Modern data centers routinely store massive data sets resulting in millions of directories and billions of files to support thousands of simultaneous users. While existing file systems store metadata that makes it possible to query the location of specific data sets or determine which data sets are responsible for the most capacity use per user, such queries typically do not perform well at the scale of modern data center file counts. In this paper we describe the Grand Unified File Index (GUFI) that enables both data center users and data center administrators to rapidly and securely search and sift through billions of file entries to rapidly locate and characterize data sets of interest. The hierarchical indexing used by GUFI preserves access permissions so that the index can be directly securely accessed by users and also enables advanced analysis of storage system use at a large-scale data center. Further, the indexing method used in GUFII is extremely extensible, allowing data center customization trivially. Compared to the existing state-of-the-art index for file system metadata, GUFI is able to provide speedups of 1.5x to 230x for queries executed by administrators using a real file system namespace. Queries executed by users, which typically cannot rely on data center wide indexing services, see even greater speedups using GUFI.

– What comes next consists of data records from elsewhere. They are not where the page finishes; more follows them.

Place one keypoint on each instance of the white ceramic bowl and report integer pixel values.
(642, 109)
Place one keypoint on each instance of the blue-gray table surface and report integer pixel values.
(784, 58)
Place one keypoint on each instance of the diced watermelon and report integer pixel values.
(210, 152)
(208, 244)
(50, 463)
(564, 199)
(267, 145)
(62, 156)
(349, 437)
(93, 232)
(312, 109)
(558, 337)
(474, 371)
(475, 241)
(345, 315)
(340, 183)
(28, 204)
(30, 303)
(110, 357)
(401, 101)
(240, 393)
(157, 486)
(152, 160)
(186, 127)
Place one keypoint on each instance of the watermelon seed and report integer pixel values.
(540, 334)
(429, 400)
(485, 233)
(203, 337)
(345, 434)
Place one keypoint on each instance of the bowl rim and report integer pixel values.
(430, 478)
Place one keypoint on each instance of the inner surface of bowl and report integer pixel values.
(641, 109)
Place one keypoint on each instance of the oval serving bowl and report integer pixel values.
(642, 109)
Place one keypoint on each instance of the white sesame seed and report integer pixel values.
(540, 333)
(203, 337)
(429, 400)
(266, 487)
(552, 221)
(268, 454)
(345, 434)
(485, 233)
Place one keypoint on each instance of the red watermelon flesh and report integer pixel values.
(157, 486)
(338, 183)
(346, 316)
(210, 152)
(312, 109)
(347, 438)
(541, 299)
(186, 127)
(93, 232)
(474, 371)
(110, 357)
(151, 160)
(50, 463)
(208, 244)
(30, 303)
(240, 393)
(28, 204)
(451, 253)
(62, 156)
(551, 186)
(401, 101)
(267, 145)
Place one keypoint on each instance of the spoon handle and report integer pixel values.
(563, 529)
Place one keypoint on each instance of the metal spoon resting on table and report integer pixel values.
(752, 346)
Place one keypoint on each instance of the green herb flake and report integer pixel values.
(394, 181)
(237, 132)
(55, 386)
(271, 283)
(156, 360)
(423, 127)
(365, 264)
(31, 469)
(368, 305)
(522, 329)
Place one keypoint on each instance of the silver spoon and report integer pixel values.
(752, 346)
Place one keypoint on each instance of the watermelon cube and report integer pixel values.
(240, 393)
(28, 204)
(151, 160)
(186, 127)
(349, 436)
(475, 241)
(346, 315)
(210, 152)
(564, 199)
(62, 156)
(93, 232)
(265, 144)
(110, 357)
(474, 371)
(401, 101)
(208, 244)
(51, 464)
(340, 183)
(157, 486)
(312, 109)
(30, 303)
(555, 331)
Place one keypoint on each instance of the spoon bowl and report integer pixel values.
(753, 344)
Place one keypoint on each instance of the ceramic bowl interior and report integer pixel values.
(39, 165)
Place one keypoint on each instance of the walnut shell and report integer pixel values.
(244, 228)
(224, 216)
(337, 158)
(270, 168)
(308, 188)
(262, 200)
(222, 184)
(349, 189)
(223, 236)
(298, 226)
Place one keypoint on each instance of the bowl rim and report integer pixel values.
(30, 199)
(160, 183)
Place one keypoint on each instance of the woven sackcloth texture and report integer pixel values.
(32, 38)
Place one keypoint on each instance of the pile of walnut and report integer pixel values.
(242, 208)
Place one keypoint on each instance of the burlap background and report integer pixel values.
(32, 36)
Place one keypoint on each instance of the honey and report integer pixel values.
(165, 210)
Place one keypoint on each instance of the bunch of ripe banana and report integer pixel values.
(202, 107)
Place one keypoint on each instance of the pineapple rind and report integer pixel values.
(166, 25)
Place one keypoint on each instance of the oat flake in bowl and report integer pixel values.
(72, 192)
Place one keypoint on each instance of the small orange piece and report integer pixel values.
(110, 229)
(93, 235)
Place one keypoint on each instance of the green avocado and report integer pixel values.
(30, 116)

3:15 p.m. (Virtual Zoom Meeting Link)
Inder Monga, Lawrence Berkeley National Laboratory
“ESnet6: How ESnet’s Next-generation Infrastructure Will Enable Integrated Research Initiative Workflows”
This talk will discuss the newly completed upgrade of the ESnet6 infrastructure, including the complexities of completing the project during the pandemic. ESnet Executive Director Inder Monga will provide a brief overview on the architecture of the new facility, the bandwidth deployed, the automation software stack, and the services it enables. Focus will be on recent demonstrations with laboratories that illustrate the support for the upcoming Integrated Research Initiative and how the features of ESnet6 enable that vision.
4:00 p.m. (Virtual Zoom Meeting Link)
Shantenu Jha, Brookhaven National Laboratory
“ZettaWorks: Taking ExaWorks to the next frontier”
High-performance workflows are necessary for scientific discovery. We outline how ExaWorks is enabling workflows at extreme scales, and a vision for ExaWorks beyond exascale.